Urine biomarkers of tubule function (β2-microglobulin [B2M], α1-microglobulin [A1M]), and uromodulin), injury (interleukin 18, kidney injury molecule 1, and neutrophil gelatinase-associated lipocalin), inflammation (monocyte chemoattractant protein 1), and repair (human cartilage glycoprotein 40) were evaluated at baseline, year 1, and year 4. Biomarkers were indexed to urine creatinine concentration and changes between arms were evaluated using mixed-effects linear models and an intention-to-treat approach. Among participants with CKD in SPRINT, random assignment to the intensive SBP arm did not increase any levels of 8 urine biomarkers of tubule cell damage despite loss of eGFR.

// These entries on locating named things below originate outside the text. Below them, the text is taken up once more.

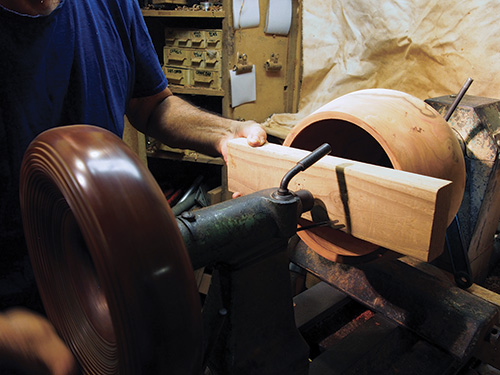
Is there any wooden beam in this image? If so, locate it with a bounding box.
[227,139,451,261]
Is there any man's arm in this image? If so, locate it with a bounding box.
[127,88,266,157]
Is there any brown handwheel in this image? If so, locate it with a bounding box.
[20,125,202,375]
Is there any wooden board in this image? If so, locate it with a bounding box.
[227,139,451,261]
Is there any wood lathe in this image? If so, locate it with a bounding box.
[17,92,498,375]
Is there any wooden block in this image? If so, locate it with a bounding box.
[227,139,451,261]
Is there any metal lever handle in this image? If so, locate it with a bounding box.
[277,143,332,197]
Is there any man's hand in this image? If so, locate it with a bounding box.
[0,308,78,375]
[218,121,267,161]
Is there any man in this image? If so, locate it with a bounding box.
[0,0,266,374]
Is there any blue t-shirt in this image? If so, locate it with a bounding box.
[0,0,167,242]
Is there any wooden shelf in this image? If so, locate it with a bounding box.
[146,145,225,165]
[168,85,224,96]
[141,9,226,18]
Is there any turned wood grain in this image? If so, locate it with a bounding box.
[227,139,452,261]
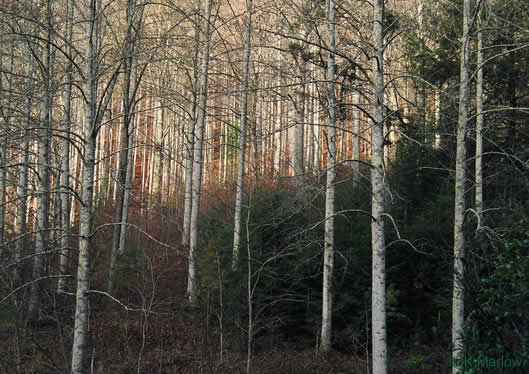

Among a subset of 978 trial participants with eGFR<60 ml/min/1.73 m2, a novel panel of 8 biomarkers of kidney tubule injury and dysfunction was measured at baseline and after 1 year in SPRINT. Some of these markers (urine albumin, β2 microglobulin [β2M] and α1 microglobulin [α1M]) are filtered at the glomerulus, while others are produced within the kidney tissue in response to injury, inflammation, or repair (NGAL, KIM-1, IL-18, MCP-1, and YKL-40). As shown herein, despite the acute decline in eGFR, none of these measures showed significant increases in the intensive vs. the standard arm in SPRINT. Accordingly, intensive SBP lowering did not appear to have caused intrinsic tubule cell injury despite the eGFR decline (FIG. 1). Among the tubule biomarker panel, the 3 measures that are filtered at the glomerulus (urine albumin, β2M, and α1M) were all significantly lower in the intensive blood pressure arm (FIG. 1, bars 2-4), whereas none of the biomarkers that are produced within the kidney tissue were significantly different across arms (FIG. 1; bars 5-10). Accordingly, the acute reduction in eGFR in response to intensive SBP lowering is due to hemodynamic changes rather than intrinsic kidney injury in most patients.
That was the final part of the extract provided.